The reformers argue that direct elections aren’t just about fairness in the abstract—they can also engage members and help make the union stronger.

“We’ll win better contracts with more people involved,” says Matt Mortensen, a 19-year BMWED member who maintains buildings and bridges for BNSF. (Mortensen is also a member of TDU’s Steering Committee.) “Right now the railroads aren’t scared of us at all because they know people aren’t involved.”

Moving to “one member, one vote” has played a significant role in reform efforts in the Teamsters and the United Auto Workers.

“Look at what happened in the UAW, with direct elections and electing Shawn Fain,” Mortensen said. “The big automakers are scared of the UAW now, when they weren’t before.”

Union within a union

The fight is twofold. Organizers are fighting for direct elections at the national union level, but also at the intermediate bodies that sit between local lodges and the national leadership.

Though the Teamsters have had one member, one vote elections for international officers since 1991, that right does not extend to national affiliates. The BMWED affiliated with the Teamsters in 2004, maintaining its delegated structure and functioning as a union-within-a-union.

It has its own national and regional officers who are elected at union conventions. So while members can vote for their local officers and for the international president of the Teamsters, they don’t get a direct vote on anyone in between.

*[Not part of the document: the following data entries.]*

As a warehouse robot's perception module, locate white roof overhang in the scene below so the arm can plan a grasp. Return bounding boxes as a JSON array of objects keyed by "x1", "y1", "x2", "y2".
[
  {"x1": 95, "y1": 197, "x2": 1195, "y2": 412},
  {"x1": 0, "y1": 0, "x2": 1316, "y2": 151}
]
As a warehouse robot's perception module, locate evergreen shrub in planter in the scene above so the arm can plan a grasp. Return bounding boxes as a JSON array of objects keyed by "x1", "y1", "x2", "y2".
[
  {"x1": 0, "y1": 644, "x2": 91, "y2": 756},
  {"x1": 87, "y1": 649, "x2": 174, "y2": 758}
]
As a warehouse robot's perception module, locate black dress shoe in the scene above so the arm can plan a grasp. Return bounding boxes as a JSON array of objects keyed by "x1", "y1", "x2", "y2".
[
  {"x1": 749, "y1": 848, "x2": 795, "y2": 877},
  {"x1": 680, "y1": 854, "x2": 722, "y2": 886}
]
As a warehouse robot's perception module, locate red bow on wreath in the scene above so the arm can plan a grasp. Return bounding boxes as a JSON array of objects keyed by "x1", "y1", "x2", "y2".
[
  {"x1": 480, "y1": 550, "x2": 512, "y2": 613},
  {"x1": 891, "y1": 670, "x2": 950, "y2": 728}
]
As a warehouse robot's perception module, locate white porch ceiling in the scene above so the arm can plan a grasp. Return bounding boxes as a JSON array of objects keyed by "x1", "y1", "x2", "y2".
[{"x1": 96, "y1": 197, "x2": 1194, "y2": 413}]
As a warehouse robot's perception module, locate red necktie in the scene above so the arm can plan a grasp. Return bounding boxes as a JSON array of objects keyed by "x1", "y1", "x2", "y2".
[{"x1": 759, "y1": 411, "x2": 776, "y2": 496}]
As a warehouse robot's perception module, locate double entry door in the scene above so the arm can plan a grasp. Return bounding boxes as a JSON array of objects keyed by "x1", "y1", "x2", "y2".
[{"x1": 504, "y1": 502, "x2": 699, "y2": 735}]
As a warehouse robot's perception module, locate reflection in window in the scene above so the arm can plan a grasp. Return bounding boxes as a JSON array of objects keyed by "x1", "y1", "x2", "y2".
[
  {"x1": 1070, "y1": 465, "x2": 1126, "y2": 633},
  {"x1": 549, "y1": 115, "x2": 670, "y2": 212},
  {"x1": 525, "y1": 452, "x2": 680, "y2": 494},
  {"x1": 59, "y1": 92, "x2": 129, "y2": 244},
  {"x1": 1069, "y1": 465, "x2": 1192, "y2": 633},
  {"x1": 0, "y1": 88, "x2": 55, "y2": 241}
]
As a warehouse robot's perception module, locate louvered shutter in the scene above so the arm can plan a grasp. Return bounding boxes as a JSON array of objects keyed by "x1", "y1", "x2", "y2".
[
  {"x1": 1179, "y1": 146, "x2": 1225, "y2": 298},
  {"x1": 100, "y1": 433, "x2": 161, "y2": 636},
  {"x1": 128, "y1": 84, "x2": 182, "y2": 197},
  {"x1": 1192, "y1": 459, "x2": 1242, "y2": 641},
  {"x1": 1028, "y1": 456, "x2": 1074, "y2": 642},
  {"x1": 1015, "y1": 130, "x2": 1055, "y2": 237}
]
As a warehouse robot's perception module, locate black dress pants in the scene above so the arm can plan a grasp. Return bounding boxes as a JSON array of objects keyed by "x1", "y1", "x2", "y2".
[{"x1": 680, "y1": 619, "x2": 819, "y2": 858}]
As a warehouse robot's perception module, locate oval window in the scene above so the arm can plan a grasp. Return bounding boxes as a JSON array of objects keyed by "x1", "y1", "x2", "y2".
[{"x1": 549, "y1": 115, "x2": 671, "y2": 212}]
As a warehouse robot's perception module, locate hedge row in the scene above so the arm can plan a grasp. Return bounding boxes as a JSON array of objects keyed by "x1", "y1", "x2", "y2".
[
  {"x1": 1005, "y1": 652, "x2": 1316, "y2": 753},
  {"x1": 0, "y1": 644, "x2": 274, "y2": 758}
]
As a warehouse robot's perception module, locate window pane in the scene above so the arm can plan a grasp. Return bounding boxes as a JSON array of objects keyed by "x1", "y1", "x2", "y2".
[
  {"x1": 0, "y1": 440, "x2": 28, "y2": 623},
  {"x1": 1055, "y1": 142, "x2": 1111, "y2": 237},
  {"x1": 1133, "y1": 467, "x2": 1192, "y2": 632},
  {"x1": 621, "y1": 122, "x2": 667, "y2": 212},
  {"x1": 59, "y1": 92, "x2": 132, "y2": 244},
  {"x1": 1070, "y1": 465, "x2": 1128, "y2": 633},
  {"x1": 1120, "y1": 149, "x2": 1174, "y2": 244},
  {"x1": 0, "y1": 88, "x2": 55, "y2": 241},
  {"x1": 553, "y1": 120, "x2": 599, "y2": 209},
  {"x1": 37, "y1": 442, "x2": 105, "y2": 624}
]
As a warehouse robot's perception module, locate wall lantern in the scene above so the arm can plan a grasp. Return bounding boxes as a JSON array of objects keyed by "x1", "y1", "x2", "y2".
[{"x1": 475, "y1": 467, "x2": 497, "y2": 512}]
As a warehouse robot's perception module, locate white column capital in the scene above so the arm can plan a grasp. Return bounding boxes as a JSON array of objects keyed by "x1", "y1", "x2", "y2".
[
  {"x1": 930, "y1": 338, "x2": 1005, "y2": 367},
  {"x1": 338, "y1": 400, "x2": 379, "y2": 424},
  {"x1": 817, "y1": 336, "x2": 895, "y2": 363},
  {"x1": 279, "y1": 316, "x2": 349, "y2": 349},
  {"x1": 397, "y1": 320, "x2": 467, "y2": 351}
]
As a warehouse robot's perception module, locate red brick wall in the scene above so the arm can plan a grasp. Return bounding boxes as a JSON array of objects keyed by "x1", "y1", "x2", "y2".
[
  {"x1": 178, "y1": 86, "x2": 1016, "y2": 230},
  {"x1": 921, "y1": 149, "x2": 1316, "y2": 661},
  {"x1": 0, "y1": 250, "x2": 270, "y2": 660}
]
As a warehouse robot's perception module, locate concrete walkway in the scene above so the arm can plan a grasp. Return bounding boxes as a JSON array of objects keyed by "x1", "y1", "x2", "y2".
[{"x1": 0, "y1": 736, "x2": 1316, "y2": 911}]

The Teamsters’ other rail affiliate, the Brotherhood of Locomotive Engineers and Trainmen, has had direct elections for officers since 2006, when reformers changed the union bylaws in an all-member referendum. In 2022, BLET members used that mechanism to oust a longtime president over widespread dissatisfaction with a recently settled contract.

Wined and dined

Many local lodges of the BMWED are small, and much of the day-to-day work of contract enforcement is done by the officers and staff of higher-level bodies—a complex mix of “systems” or “federations” based on where someone works and which company they work for.

System officers are elected by convention delegates, and then appoint staff. In some systems, delegate votes are unweighted. “In my system, we have 32 locals, and each local gets one vote,” Mortensen said. “So there are 4,000 members—and only 32 votes.”

“All they have to do right now is make a few delegates happy and then they stay in office,” said Mantz..

National BMWED officers are elected by convention delegates whose votes are weighted based on how many members they represent. “The people in the bigger lodges get wined and dined, while the smaller lodges get ignored,” Mortensen said.

At the convention, delegates’ name badges say how many votes they’re carrying. Mortensen described candidates for national office walking around the convention grabbing badges to see who’s worth talking to.

‘Easier than you think’

Direct-election resolutions have been brought to national conventions in the past, and voted down.

“We’ve been struggling over this issue nationally for the past few national conventions,” Mortensen said. “We think the path to victory is through the systems first: winning direct elections system by system.” Three of the systems have their conventions this year.

“You need to show people why they need the change,” said Mantz. “If you can show them at their system why it’s important, then they’ll support it at the national level.”

Some of those fights will be easier than others. At the last national convention, 100 percent of the delegates from Mantz’s BurNor system voted for direct elections. But the reform was voted down by two-thirds of the delegates overall. The next national convention is in 2025.

In the meantime, organizers say the response from their fellow BMWED members has been positive. “When you do get to talk to people, rank-and-file members, everyone gets it,” Mantz said. “They wonder why we haven’t been doing this all along.”

His advice to others? “It’s a lot easier to do this than you might think. Don’t be afraid to step up and make that first phone call, because it’s probably going to go a lot better than you think.”